Restoration of mechanical and energetic function in failing aortic-banded rat hearts by gene transfer of calcium cycling proteins

The aim of this study was to examine whether short- and long-term gene transfer of Ca2+ handling proteins restore left ventricular (LV) mechanoenergetics in aortic banding-induced failing hearts. Aortic-banded rats received recombinant adenoviruses carrying sarcoplasmic reticulum Ca2+-ATPase (SERCA2a) (Banding + SERCA), parvalbumin (Banding + Parv) or β-galactosidase (Banding + βgal), or an adeno-associated virus carrying SERCA2a (Banding + AAV.SERCA) by a catheter-based technique.
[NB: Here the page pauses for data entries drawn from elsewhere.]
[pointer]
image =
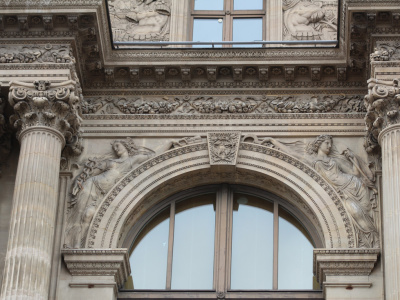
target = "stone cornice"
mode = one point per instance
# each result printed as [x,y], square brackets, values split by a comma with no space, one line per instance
[382,104]
[344,262]
[98,262]
[42,103]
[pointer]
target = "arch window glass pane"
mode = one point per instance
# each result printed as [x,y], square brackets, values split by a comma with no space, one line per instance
[208,4]
[150,252]
[193,252]
[247,4]
[295,256]
[252,240]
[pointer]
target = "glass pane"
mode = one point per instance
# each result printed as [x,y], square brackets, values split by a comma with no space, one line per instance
[207,30]
[193,257]
[247,30]
[149,256]
[208,4]
[252,243]
[247,4]
[295,255]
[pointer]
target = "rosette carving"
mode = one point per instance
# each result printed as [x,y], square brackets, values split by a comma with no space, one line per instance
[382,103]
[42,103]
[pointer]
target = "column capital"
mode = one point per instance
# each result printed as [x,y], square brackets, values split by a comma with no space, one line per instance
[46,104]
[382,103]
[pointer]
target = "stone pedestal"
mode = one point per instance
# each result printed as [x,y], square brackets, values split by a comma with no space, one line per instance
[389,140]
[97,273]
[43,117]
[344,273]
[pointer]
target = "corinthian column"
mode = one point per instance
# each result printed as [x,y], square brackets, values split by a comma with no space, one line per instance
[45,116]
[383,124]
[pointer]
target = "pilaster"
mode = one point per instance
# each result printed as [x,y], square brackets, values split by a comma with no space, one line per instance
[344,273]
[383,129]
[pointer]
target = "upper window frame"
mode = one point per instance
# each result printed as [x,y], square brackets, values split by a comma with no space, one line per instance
[227,15]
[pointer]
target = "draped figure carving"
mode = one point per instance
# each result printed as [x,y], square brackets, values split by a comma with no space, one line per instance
[348,174]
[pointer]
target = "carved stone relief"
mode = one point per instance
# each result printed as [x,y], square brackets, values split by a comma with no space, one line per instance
[386,51]
[348,174]
[223,105]
[223,147]
[36,54]
[140,20]
[310,20]
[98,175]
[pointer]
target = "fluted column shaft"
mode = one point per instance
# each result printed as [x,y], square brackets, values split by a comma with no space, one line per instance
[29,252]
[45,113]
[390,144]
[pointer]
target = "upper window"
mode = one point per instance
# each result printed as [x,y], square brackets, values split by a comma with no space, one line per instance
[228,20]
[223,238]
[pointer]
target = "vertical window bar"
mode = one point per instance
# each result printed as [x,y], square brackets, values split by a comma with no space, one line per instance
[276,247]
[220,265]
[170,245]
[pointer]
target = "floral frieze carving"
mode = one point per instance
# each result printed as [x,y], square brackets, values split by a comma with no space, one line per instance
[310,20]
[223,147]
[224,105]
[36,54]
[386,51]
[382,104]
[140,20]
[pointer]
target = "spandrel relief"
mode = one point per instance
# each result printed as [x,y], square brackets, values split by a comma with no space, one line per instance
[140,20]
[347,172]
[99,174]
[310,19]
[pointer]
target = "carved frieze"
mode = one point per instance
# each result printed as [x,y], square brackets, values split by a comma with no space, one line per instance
[98,262]
[382,103]
[223,105]
[140,20]
[42,103]
[223,147]
[386,51]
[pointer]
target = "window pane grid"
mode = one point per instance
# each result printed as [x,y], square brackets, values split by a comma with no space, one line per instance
[254,10]
[247,236]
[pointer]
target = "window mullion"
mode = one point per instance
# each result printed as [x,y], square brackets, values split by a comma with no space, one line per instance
[276,247]
[170,245]
[221,240]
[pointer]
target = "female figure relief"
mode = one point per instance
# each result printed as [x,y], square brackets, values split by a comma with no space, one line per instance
[350,176]
[96,179]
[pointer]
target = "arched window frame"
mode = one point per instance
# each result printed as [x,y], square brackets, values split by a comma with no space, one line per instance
[223,244]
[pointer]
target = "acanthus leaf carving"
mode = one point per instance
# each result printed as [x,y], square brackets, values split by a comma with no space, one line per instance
[42,103]
[224,105]
[382,103]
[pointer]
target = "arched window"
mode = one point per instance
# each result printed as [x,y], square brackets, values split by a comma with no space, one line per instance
[225,239]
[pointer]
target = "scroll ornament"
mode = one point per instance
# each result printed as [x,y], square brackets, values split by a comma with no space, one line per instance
[382,103]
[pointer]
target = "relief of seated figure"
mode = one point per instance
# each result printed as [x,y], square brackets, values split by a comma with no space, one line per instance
[308,20]
[140,20]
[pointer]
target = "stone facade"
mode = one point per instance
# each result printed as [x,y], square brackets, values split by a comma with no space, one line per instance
[95,133]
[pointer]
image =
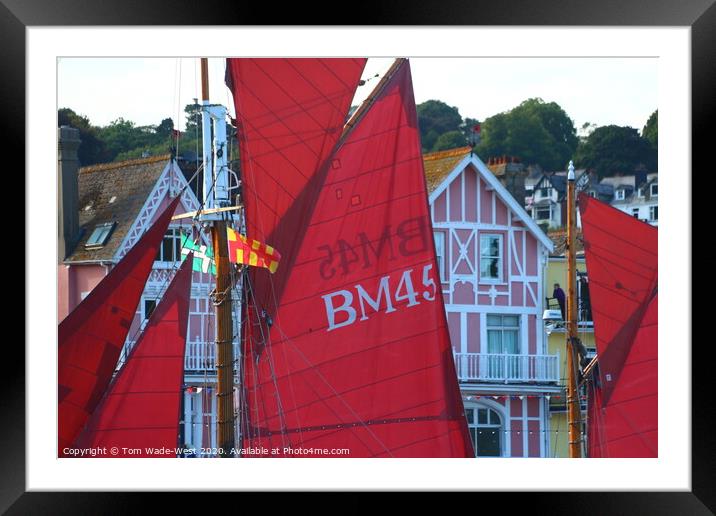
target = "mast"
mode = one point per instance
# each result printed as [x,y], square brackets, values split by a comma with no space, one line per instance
[216,196]
[573,407]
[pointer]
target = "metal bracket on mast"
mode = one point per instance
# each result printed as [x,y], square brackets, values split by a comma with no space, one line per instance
[216,169]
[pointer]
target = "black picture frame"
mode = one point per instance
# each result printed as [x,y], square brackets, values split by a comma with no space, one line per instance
[700,15]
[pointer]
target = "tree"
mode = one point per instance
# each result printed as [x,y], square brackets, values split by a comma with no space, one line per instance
[92,148]
[537,132]
[435,118]
[612,149]
[449,140]
[651,130]
[164,129]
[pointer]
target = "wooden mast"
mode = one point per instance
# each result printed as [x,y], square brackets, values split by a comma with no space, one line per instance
[573,407]
[224,323]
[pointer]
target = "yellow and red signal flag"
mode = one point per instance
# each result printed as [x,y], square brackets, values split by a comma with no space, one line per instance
[251,252]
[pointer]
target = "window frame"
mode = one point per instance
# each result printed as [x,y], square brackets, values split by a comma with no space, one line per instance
[542,208]
[441,257]
[654,213]
[100,235]
[476,426]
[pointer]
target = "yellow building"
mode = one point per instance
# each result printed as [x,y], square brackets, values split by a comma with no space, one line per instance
[556,344]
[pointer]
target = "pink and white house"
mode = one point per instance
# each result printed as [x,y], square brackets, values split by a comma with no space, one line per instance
[114,204]
[492,258]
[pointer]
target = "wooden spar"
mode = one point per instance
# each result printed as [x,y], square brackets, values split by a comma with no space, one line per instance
[191,214]
[224,322]
[573,408]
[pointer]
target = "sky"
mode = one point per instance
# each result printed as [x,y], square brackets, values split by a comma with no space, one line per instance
[600,91]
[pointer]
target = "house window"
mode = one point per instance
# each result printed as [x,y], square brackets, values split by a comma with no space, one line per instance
[149,306]
[100,235]
[503,347]
[543,213]
[545,192]
[491,257]
[170,248]
[440,252]
[486,430]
LV mechanoenergetic function was measured in cross-circulated hearts. “Banding”, “Banding + βgal” and “Banding + saline” groups showed lower end-systolic pressure at 0.1 ml intraballoon water (ESP0.1), higher end-diastolic pressure at 0.1 ml intraballoon water (EDP0.1) and slower LV relaxation rate, compared with “Normal” and “Sham”. However, “Banding + SERCA” and “Banding + Parv” showed high ESP0.1, low EDP0.1 and fast LV relaxation rate. In “Banding”, “Banding + βgal” and “Banding + saline”, slope of relation between cardiac oxygen consumption and systolic pressure–volume area, O2 cost of total mechanical energy, was twice higher than normal value, whereas slope in “Baning + SERCA” and “Banding + Parv” was similar to normal value. Furthermore, O2 cost of LV contractility in the 3 control banding groups was ∼ 3 times higher than normal value, whereas O2 cost of contractility in “Banding + SERCA”, “Banding + AAV.SERCA” and “Banding + Parv” was as low as normal value. Thus, high O2 costs of total mechanical energy and of LV contractility in failing hearts indicate energy wasting both in chemomechanical energy transduction and in calcium handling. Improved calcium handling by both short- and long-term overexpression of SERCA2a and parvalbumin transforms the inefficient energy utilization into a more efficient state. Therefore enhancement of calcium handling either by resequestration into the SR or by intracellular buffering improves not only mechanical but energetic function in failing hearts.